Zampa, speaking on Fox Cricket on the weekend after being omitted from the Test tour to Sri Lanka, was naturally disappointed that his hopes of ever wearing the baggy green cap have been extinguished.
And he fears for the future when it comes to wrist-spinners getting a look-in at the top level.
“I wouldn’t say if you’re a young leg-spinner coming through, you’ll never play Test cricket. But, I think if you are looking to play a lot of Test cricket as a leg-spinner, I don’t see it happening,” the 32-year-old said.
“I love watching wrist spin in Test cricket (but) there’s obviously not a lot of it.”
Zampa has made a career out of being able to bowl accurately in the white-ball arena but because he’s not a big turner of the ball, his effectiveness in first-class cricket has not been enough to put him in serious contention for a Test spot.

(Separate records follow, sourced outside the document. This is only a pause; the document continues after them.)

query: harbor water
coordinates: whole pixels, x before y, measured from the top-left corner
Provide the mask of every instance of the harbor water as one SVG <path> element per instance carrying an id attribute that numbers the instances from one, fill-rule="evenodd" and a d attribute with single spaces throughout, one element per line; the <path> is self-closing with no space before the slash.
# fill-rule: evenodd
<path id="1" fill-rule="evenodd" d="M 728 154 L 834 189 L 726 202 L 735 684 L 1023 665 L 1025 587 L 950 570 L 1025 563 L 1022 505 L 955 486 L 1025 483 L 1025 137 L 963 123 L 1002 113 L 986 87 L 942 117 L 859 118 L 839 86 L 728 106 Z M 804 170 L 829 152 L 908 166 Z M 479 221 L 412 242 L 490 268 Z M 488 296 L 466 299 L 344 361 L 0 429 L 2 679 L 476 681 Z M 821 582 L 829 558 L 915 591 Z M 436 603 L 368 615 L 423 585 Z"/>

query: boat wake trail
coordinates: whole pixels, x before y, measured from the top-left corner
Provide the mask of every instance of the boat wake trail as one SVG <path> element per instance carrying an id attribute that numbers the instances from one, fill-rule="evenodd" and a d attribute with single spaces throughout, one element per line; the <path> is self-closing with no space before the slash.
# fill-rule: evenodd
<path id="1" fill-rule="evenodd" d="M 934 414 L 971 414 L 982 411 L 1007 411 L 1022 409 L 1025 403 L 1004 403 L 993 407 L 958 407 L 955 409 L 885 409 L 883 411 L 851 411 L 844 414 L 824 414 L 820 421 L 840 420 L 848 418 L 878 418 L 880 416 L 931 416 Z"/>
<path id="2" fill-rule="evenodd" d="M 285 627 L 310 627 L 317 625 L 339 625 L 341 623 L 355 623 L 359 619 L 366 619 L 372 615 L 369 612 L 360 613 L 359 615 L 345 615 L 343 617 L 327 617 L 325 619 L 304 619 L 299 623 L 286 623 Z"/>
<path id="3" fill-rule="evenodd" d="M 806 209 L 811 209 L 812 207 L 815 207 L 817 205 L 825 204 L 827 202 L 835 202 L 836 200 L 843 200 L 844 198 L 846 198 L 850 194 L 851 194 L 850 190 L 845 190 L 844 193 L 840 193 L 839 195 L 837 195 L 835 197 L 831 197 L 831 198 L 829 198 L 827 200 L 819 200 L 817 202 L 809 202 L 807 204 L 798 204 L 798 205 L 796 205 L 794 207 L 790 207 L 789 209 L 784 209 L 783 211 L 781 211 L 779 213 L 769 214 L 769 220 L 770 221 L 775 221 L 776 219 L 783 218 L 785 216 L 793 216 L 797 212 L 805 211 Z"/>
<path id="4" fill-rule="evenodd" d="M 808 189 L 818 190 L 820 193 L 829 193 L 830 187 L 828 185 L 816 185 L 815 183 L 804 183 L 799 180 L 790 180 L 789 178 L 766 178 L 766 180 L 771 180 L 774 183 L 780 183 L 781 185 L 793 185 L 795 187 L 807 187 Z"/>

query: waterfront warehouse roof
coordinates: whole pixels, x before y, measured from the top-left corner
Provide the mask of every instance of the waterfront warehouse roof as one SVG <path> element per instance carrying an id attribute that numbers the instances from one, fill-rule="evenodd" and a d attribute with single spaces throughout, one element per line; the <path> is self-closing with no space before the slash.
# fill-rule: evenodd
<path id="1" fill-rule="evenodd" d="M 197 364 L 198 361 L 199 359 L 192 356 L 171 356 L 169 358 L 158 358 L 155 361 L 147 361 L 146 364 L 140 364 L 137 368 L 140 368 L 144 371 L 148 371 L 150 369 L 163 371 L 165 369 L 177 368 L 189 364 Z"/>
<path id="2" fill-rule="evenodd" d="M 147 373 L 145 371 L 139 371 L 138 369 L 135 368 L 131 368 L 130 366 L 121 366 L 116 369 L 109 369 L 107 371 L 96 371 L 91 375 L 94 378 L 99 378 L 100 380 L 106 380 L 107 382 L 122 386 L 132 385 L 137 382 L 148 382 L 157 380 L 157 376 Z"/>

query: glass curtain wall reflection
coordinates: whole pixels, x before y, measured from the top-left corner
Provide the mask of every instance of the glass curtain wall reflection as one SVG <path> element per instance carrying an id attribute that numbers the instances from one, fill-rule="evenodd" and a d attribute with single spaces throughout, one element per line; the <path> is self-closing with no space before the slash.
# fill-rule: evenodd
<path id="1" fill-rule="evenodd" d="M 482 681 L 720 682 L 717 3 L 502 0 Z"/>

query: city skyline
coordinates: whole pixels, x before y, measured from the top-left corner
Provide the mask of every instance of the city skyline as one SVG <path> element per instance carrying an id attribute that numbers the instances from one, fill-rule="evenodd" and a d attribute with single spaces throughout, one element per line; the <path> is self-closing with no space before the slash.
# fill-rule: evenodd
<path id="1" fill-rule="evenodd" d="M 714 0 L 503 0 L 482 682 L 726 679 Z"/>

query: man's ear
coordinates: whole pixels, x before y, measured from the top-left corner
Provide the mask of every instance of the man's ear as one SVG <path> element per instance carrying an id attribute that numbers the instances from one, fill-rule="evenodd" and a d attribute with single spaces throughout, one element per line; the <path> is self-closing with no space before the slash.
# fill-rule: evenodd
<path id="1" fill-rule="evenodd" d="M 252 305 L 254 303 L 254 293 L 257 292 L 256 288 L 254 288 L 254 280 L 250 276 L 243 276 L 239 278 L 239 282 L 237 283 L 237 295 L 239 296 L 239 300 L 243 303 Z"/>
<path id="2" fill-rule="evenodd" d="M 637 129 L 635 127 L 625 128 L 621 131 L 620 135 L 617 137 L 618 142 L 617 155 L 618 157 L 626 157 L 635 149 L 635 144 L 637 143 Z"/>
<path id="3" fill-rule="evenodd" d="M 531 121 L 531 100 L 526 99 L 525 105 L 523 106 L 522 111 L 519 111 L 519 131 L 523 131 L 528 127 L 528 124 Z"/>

He has taken 297 wickets in 201 appearances in ODI and T20Is but has not been able to add his name to the long list of spinners that Australia have used since Warne called it a day in 2007.
Australia have tried a few wrist-spinners but none of them have managed to cement a spot – Beau Casson and Bryce McGain got one Test each, Cameron White was strangely selected for the 2008 Indian tour even though he was not Victoria’s main spinner, Steve Smith started out as a leggie for a few games before becoming a specialist batter and Mitchell Swepson has been given four chances in Pakistan and Sri Lanka in recent years.
Nathan Lyon has given Australia reliable service for more than a decade before, during and after fellow finger-spinners Jason Krejza, Xavier Doherty, Michael Beer, Ashton Agar, Jon Holland, Steve O’Keefe, Todd Murphy and Matt Kuhnemann.
Murphy and Kuhnemann will accompany Lyon to Sri Lanka later this month as part of an Aussie squad containing no wrist spinners.
It’s not just in Australia where wrist-spinners have fallen out of favour.
There were just two of them in the top 50 wicket-takers in Tests for 2024 – Indian leftie Kuldeep Yadav, who was 30th with 22 wickets at 23.09 and young English leggie Rehan Ahmed, 42nd overall with 15 at 36.66, who probably only got a run because of the tours to Pakistan and India.
Wanindu Hasaranga is flying the flag for legging in the ODI arena, snaring 26 victims to be the equal leading wicket-taker in the format for the calendar year and added 38 in T20s.
Afghanistan’s Rashid Khan and Zampa picked up 15 each in ODIs in what was a sparse 12 months for matches played after the World Cup the previous year.
So it’s not all bad news for the wrist takers in white-ball cricket but in the Test arena, there’s not much to write home about.
Australia’s chief selector George Bailey, in explaining the rationale behind deciding upon the squad for the Sri Lankan Test tour, said Zampa had been considered “at different times”, along with Swepson, NSW rising star Tanveer Sangha and South Australian leggie Lloyd Pope.
There is no point hoping for another Warne to come along because, for many reasons, there will never be anyone like him.
But it’s going to take a special talent to emerge to become the circuit-breaker that’s needed to disrupt the modern trend towards favouring orthodox spin over cricket’s masters of the dark arts who can bamboozle batters like no other bowlers simply with a flick of the wrist.